João aproximou-se do seu lado e beijou-a outra vez na face. Mas, em vez de se afastar depois, sussurrou-lhe um aviso ao ouvido:

– Preocupa-te com Ricardo e deixa Inglaterra comigo, velha!

Leonor ficou muito quieta enquanto aquela víbora saía e os guardas fechavam a porta atrás dele. E, então, pela primeira vez em muito tempo, Leonor, a rainha de Inglaterra, permitiu que os seus setenta e dois anos lhe pesassem momentaneamente sobre os ombros.
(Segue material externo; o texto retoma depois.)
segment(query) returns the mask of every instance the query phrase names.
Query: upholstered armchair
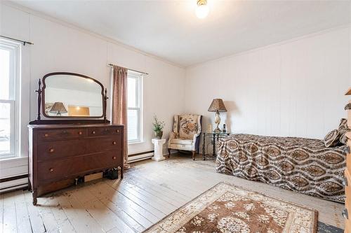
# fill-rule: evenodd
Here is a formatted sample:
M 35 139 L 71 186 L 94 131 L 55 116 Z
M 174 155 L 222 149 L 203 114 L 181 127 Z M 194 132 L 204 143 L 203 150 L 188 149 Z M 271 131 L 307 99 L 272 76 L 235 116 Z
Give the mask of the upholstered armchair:
M 201 115 L 183 114 L 174 116 L 173 132 L 168 143 L 168 157 L 171 149 L 190 150 L 195 160 L 195 151 L 199 153 L 201 125 Z

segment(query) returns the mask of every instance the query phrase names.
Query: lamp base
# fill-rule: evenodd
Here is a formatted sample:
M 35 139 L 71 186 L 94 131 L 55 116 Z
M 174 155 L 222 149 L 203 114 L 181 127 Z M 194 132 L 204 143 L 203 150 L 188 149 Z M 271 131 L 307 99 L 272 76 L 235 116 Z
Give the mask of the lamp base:
M 218 128 L 218 127 L 213 129 L 213 133 L 220 133 L 220 132 L 221 132 L 221 131 L 220 131 L 220 128 Z

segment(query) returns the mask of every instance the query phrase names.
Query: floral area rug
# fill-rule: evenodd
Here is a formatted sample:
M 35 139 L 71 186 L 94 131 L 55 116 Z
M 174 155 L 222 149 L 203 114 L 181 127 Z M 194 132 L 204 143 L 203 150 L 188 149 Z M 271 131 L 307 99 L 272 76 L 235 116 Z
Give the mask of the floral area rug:
M 315 233 L 317 212 L 219 183 L 145 232 Z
E aquele peso imenso deixou-a sem fôlego enquanto pensava num modo de resolver aquele problema.

Dois

 

Província de Anjou, França

Junho de 1194

 

Christian Dumont rangeu os dentes e tentou não pensar no ruído que faziam os ratos que havia no chão da sua cela. Durante os seus meses de cativeiro, aprendera a ignorar os sons dos roedores, os gritos de dor dos prisioneiros e, inclusive, os protestos do seu estômago vazio. Mas o que não conseguia ignorar era a tosse constante do seu irmão Geoffrey, que o acordava sempre.

Aproximou-se de Geoffrey e ajudou-o a endireitar-se enquanto o corpo do rapaz se convulsionava pela tosse, um corpo que, a cada dia que passava, se tornava mais pálido e frágil. Enquanto lhe dava uma palmada nas costas parecia que a tosse acalmava. A pouco e pouco, o rapaz começou a respirar com menos dificuldade.

– Já passou, Christian. Já estou bem – sussurrou o seu irmão, afastando-o de si.

Christian aproximou-se do balde que continha a pouca água que restava e encheu uma chávena gasta até cima. Sabia que não lhes duraria muito e, ao levantar a chávena, reconheceu a humilhação do seu irmão no ligeiro tremor dos ombros quando aceitou a chávena.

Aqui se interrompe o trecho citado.